Observability (2022-2024)

o11y docs

The docs in this section capture example work done between 2022 and 2024. In this role, I wrote for highly technical audiences, like developers, SREs, and backend engineers.

Learning about LLMs

In FY24, I supported a major launch that let data scientists and developers monitor their LLM-based apps. Regardless of my personal opinions about AI hype, the experience allowed me to wrestle with a technology that had real industry ambiguity. Our user researcher summed it up well: GenAI is an area where practicioners learn as they do. This held true for me, too.

I learned alongside my SMEs, and my research quickly moved beyond tech news and forums into the world of academia. I tested my research and ventured guesses about how certain LLM processes might work. To no one’s surprise let alone my own, those guesses proved inadequate. But my SMEs were patient and helpful, and I’m a quick learner. Together we pushed out a ton of docs about a completely new feature in a completely new tech space. I can talk with confidence about embeddings, tokenization, vector databases, LLM temperature—the whole gamut.

I’ve included two docs from this feature release. The first is an introduction doc that covers a mix of observability and AI concepts. The second is an API reference for retrieving certain kinds of LLM data.

Untangling the AWS story

tl;dr: You can collect AWS metrics and store them in Company’s platform by polling individual API endpoints for each AWS service, or by integrating an agent with an AWS service. Company wanted to position the integration as our primary, recommended method.

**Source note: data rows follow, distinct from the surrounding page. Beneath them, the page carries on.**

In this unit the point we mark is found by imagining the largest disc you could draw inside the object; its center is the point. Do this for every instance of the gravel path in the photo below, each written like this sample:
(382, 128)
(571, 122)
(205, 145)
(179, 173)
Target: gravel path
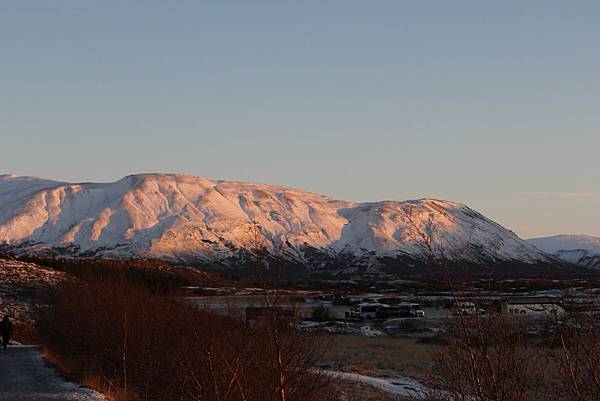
(25, 377)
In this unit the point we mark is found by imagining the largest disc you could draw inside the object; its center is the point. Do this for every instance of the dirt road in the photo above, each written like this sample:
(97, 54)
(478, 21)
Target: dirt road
(25, 377)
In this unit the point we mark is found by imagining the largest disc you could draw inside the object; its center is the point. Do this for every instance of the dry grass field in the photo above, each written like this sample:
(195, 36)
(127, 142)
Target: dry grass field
(381, 356)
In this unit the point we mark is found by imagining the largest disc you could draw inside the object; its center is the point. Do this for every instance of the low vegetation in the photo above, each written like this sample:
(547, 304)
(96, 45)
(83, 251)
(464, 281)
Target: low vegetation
(135, 343)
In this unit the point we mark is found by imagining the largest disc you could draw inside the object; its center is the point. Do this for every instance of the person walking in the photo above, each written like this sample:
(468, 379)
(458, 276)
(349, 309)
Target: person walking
(6, 331)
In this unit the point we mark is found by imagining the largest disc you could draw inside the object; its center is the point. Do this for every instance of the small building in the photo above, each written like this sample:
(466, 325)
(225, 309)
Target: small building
(533, 306)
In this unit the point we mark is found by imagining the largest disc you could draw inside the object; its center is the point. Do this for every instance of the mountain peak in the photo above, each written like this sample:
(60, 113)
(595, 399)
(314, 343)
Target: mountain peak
(186, 218)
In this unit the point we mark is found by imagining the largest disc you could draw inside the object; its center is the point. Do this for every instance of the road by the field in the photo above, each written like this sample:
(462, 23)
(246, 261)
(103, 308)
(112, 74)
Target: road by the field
(25, 377)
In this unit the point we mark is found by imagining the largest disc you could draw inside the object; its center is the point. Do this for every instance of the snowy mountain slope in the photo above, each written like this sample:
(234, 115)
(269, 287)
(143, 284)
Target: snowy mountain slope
(188, 219)
(583, 250)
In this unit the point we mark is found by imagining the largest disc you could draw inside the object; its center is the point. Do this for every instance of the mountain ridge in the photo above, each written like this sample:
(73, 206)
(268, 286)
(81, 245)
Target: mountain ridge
(582, 250)
(189, 219)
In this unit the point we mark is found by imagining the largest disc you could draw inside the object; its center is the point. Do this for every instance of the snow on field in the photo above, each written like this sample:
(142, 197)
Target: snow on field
(399, 386)
(178, 217)
(20, 282)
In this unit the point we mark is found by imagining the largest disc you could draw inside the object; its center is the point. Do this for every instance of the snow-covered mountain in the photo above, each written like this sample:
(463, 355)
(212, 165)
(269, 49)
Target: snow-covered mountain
(195, 220)
(583, 250)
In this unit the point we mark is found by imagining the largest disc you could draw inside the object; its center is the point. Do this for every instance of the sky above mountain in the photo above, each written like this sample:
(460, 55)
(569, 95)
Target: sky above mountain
(492, 104)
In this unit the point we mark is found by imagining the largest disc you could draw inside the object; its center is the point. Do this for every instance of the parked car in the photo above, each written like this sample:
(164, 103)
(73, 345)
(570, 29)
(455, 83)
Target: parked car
(364, 311)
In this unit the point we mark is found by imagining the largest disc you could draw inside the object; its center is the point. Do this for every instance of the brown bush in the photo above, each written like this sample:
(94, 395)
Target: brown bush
(151, 347)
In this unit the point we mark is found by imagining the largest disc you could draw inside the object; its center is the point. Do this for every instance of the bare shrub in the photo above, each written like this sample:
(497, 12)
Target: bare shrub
(142, 346)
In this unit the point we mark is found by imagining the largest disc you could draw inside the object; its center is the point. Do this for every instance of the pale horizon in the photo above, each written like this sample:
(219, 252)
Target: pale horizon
(491, 105)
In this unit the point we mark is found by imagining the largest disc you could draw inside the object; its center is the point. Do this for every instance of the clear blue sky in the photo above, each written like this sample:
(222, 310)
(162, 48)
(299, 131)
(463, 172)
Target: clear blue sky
(495, 104)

The tricky part is that product still supports the API polling method, so the docs needed to stay live. This resulted in a seemingly random intermixing of procedures across several docs without a clear recommendation about where to start. Docs were littered with callouts for a new integration, but didn’t describe value or who should opt in. The area lacked formal logos despite having a real urgency to use the integration.

With this context, I made some decisions:

  • I created a single set up doc that functions as a “start here” for anyone wanting AWS data in the platform. The steps are for both first time users and existing users on the polling method.
  • I updated the intro doc with clear messaging about what procedures exist and why you’d choose one over the other. I removed all of those bizarre, billboard-y style callouts about the integration across all docs.
  • I preserved the set up instructions for the API polling method and grouped that doc with other alternative set-up procedures. (tl;dr Amazon is really complex and there were different procedures if you maintain EC2 instances, use their Kubernetes service, or are a GovCloud customer.)

This project was ad hoc, ambiguous, and really fun. I learned a lot about AWS and got to do some IA restructuring, which is my favorite kind of docs work.

Going deep with SREs

I created some how-to guides in FY23 to help customers navigate the platform’s UI. I wanted these docs to help users think about their data and the platform in a more meaningful way. That is, I wanted to create a story with clear cause and effect rather than a descriptive doc about what each UI component or element did. I kept the story relatively simple for a couple reasons:

  • Since app developers primarily use Company’s platform, I decided the doc could invite them to think about their data like an SRE, even if that’s not a hat they usually wear.
  • If an SRE used the doc, I suspected they could take this basic framework and complexify it to fit their use cases.

These how-to guides gave me plenty of exposure to our field and support teams. While I chatted with product and engineering to get a sense of why they made certain prod decisions, it was important to me that I wrote a story about how our users are actually using the product, rather than how we wanted them to.